The library’s server was out of commission for two days last week. Luckily, we were closed one day, fall quarter hasn’t started, and we have a back up for the circulation system. Plus we could search (sort of) our collection on WorldCat.
Dead servers are one of the reasons why distributed digital deposit is a key element in providing access to information. But, we don’t have much technology money (thus the old server). Collecting our own copies of electronic content is an aspiration, yet given our fiscal reality, it’s not going to be practical for a while. After three years of budget cuts, the University of Washington has lost half of its state funding. We are all feeling the effects.
So I’ve been printing out documents, as a very small way of contributing to the greater good and serving our patrons. At least that’s what I think I’m doing. It’s not something I hear a lot about, but I can’t imagine that other librarians don’t do this. Maybe we’re too embarrassed to admit we print electronic documents?
Our policy is to very selectively print documents for the collection. The selection decisions need to be consistent with our collection development policy, but also take into account the ease of printing and binding (not too long, not too short, PDF preferred). We also consider the ease of use by the public. The perfect example is Washington State judicial benchbooks, which are guides used by trial judges, but often used by patrons without lawyers. For many years, because we are a public law library, we received the benchbooks, and other publications from the Administrative Office of the Courts, in paper, for free. Now the benchbooks are on CD ROM and we have to pay (not much, and I’m not complaining about this given the state budget).
We recently acquired the Manual for Courts of Limited Jurisdiction on CD ROM, and chose to have it printed, even though we had to spend scarce staff time to put all the documents in one PDF file so it could be send to the copy center. The Courts of Limited Jurisdiction handle a wide variety of traffic violations and misdemeanors, including reckless driving, driving under the influence, and driving with a suspended license. These courts also issue domestic violence protection orders and no-contact orders.
It is a much smoother reference transaction (for both patron and public service staff) if the staff has a book to put in the hands of a patron with an issue in traffic, family, or juvenile court. Although we have many public workstations, these patrons are often challenged, and challenging. “It’s on the computer” can be a barrier to access.
In a perfect world, we’d have the Manual for Courts of Limited Jurisdiction in print, on the original CD ROM, and downloaded to our local server, which will never die. But for now, two out of three will have to do.
Another note-worthy item from this past summer is the approval of the Uniform Electronic Legal Material Act (UELMA) by the Uniform Law Commission, also known as the National Conference of Commissioners on Uniform State Laws (NCCUSL), at its annual meeting in July.

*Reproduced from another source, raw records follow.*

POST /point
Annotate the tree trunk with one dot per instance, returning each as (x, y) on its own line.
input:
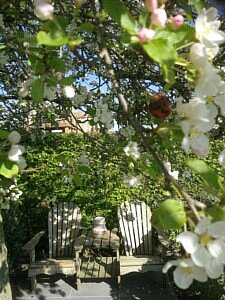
(5, 288)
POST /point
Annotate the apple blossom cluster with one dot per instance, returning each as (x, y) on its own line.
(174, 174)
(16, 151)
(131, 181)
(103, 114)
(69, 91)
(67, 169)
(206, 248)
(83, 161)
(127, 132)
(200, 113)
(43, 9)
(11, 193)
(158, 19)
(132, 149)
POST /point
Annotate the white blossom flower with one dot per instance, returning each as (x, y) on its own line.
(198, 55)
(127, 132)
(219, 99)
(69, 91)
(145, 34)
(24, 90)
(174, 174)
(221, 159)
(21, 163)
(207, 83)
(14, 137)
(207, 28)
(131, 181)
(43, 10)
(103, 114)
(15, 152)
(206, 246)
(132, 149)
(198, 118)
(187, 173)
(159, 17)
(83, 161)
(151, 5)
(186, 271)
(198, 143)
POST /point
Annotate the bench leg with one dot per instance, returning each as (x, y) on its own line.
(77, 264)
(33, 282)
(118, 268)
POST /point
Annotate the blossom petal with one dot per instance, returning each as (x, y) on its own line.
(170, 264)
(189, 240)
(214, 269)
(202, 225)
(217, 230)
(200, 274)
(182, 279)
(217, 249)
(201, 256)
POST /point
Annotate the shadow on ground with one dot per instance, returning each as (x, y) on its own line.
(134, 286)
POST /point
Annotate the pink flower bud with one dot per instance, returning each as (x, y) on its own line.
(151, 5)
(145, 34)
(177, 21)
(159, 17)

A uniform law is a legislative proposal drafted by NCCUSL, a non-governmental body. Once approved, state legislatures are urged to enact the law, thus developing a uniformity of law across the states (think Uniform Commercial Code).
UELMA takes an outcomes based approach, and requires that official electronic legal material be authenticated, preserved, and accessible for use by the public. For purposes of the Act, legal material includes the state constitution, session laws, codified laws or statutes, and state agency rules with the effect of law. States may also choose to include other types of legal material such as court rules, judicial decisions, and administrative decisions.
NCCUSL’s approval of the UELMA is a particularly exciting development, full of possibility. The extent of the impact will, of course, depend on what happens now in the 50 states. Librarians, library associations, and all supporters of permanent public access to legal information should pay attention, make their voices heard on the state level, and work with their legislators.
In my view, UELMA is a positive step toward permanent public access to state law.
For more, see the Uniform Electronic Legal Material Act committee page, which includes approved text, drafts, and issue memoranda.
Thank you, James, for the opportunity to guest blog. I look forward to sharing information and telling stories. We’ll see how September unfolds.
In July, the American Association of Law Libraries (AALL) Executive Board approved a new Government Relations Policy. The policy covers the dissemination of government information, as well as intellectual property, privacy, and preservation. I hope to blog about some of these issues in the future, but reading through revised policy, I was most pleased to see a new section (Section VII) on support for law libraries. AALL calls for adequate funding for the FDLP and state depository programs, as it always has, but there is a new emphasis on strong support for public law libraries, including state, courthouse, county, and local libraries.
I’ve spent 20 years at an academic law library that is open to the public. We have a public mission, as a state institution and as a depository library. We provide reference services, and print and electronic collections to the public, which includes self-represented persons. But our primary purpose is to support the research and curricular needs of the University of Washington School of Law faculty and students. Although we serve many people without lawyers, it’s the public law libraries of our state and region, most notably the King County Law Library, that are truly on the front lines of providing access to justice. These important, and often fragile, parts of our government and legal information ecosystem deserve strong support.